Today, business schools are responding to a wide range of challenges and changes in an increasingly uncertain business landscape. Here are five key reasons why that means your business school experience will be different in 2023.
1. Industry disruption is shaping employer’s needs
Cross-industry disruption has been ongoing for some time. Advances in technology continue to impact the business landscape, while the climate crisis is driving a cross-industry push for innovative sustainable solutions.
Disruption also largely stems from the Covid pandemic: we’ve seen a shift away from the previously dominant trend towards globalization, while the existence of hybrid work seems here to stay.
“On the one hand, technology induced changes that we were seeing even before the pandemic, but the pandemic has also disrupted and led us to rethink fundamental things,” says David Suarez (pictured), vice dean of IE Business School.
Among this uncertainty, businesses are looking not only to survive, but thrive. This means disruption is shaping the needs of employers and having an impact on recruitment plans. For business schools looking to train future industry leaders, that means adjusting the curriculum to fit with the new needs of employers.
“We’re really trying to rethink and see how we can move the needle and really address the challenges that we see from businesses’ perspective,” David explains.
2. Schools are increasingly focusing on skills
Key to matching employer’s needs is a renewed focus on skills at business school. Corporate recruiters require new hires to possess key skills that can combat today’s unique set of challenges.
Whether it’s the ability to take data-driven decisions, handle crisis negotiations, or plan an ESG (environmental, social, governance) strategy, schools must help students develop key skills in order to prepare them to land and succeed in their future careers.
In partnership with LinkedIn, IE recently completed an in-depth analysis of the skills recruiters are currently prioritizing. The school is now using this in its plans to update the curriculum.
“We’ve addressed some areas of depth where, from a [learning] content perspective, we need to teach and train our graduates,” David explains.
“It makes them much more desirable in the market, they’re going to have a set of skills that are tailored to what a particular industry or function needs.”
3. Wellbeing is a priority at business school
The pandemic started a new conversation about the importance of health and wellbeing.
Amid heightened consciousness about the importance of wellbeing, companies are increasingly prioritizing employee’s mental health. Today’s business leaders must be capable of inspiring employees, fostering a positive working environment, and leading with empathy.
“There’s awareness about the need to really address people’s wellbeing as an integral element of managing teams in any company,” says David.

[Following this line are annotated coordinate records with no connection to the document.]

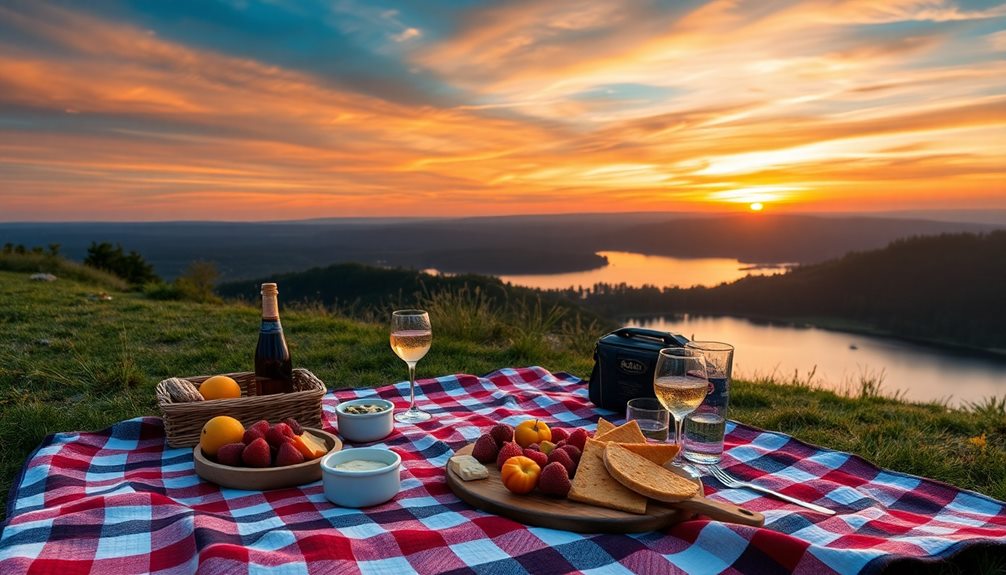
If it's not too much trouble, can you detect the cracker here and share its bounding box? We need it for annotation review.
[567,439,646,514]
[619,443,678,466]
[599,443,698,503]
[595,419,646,443]
[594,417,615,437]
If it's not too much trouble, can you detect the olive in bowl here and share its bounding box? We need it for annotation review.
[335,398,394,443]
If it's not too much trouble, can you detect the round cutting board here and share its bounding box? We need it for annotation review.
[192,427,342,491]
[447,444,701,533]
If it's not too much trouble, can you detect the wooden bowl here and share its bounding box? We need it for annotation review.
[192,427,342,491]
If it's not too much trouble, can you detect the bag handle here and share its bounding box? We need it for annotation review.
[614,328,688,348]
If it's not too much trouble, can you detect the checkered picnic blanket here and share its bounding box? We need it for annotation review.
[0,368,1006,575]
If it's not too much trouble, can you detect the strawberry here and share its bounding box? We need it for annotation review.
[496,441,524,469]
[552,427,569,443]
[472,433,500,463]
[523,446,548,467]
[489,423,513,447]
[241,437,273,467]
[561,444,581,465]
[538,461,569,498]
[283,417,304,435]
[241,426,266,445]
[276,442,304,467]
[548,449,576,476]
[266,423,294,449]
[566,427,588,453]
[216,443,244,467]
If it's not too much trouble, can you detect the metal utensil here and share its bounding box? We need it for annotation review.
[706,465,835,515]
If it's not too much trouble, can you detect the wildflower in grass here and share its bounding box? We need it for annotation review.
[968,432,986,451]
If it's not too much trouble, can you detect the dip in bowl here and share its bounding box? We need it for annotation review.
[335,397,394,443]
[321,447,401,508]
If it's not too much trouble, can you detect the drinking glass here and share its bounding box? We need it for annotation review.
[626,397,670,442]
[391,310,434,423]
[683,342,733,465]
[653,348,709,469]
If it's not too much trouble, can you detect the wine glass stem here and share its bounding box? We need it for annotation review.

For several years, IE has run a Centre for Health, Well-Being, and Happiness offering guidance and support to students. But now, the school is bringing many of these principles into the business school curriculum.
This involves teaching empathetic leadership in strategy courses, holding motivation and health workshops, and encouraging team building via group projects.
“We cannot talk about team building and team management without talking about empathy, or without talking about what it means for your team members to be healthy, happy, and motivated,” says David.
4. Schools are emphasizing business with impact
The need for business to have a positive impact unites many of the issues facing the business world today. Whether it’s the climate crisis or the war in Ukraine, increasingly there is a focus on how business can be used as a force for good.
Now, a shift towards a more ethically aware business is underway, with greater consciousness over the way business impacts the planet, society, and individuals. This shift is driven by business school students as well as those already working in industry.
“Our students were saying they find a lot of motivation in doing things this way and pursuing these elements of business with a purpose in everything they do,” says David.
“There’s a lot more emphasis on careers with something that goes above and beyond pure financial gain.”
Responding to this movement, business schools are introducing more and more ESG-related teaching into the curriculum. At IE, for example, the MBA program offers a number of core and optional modules covering sustainable business.
Moving beyond specific modules, David explains, these topics are also being integrated across the entire curriculum.
“We try to embed these components not just in one place, but throughout multiple parts of the program.”
These are just some of the changes influencing the business environment in 2023. As schools work to prepare students to meet the challenges they will face after graduation, the business school experience is likely to evolve even further.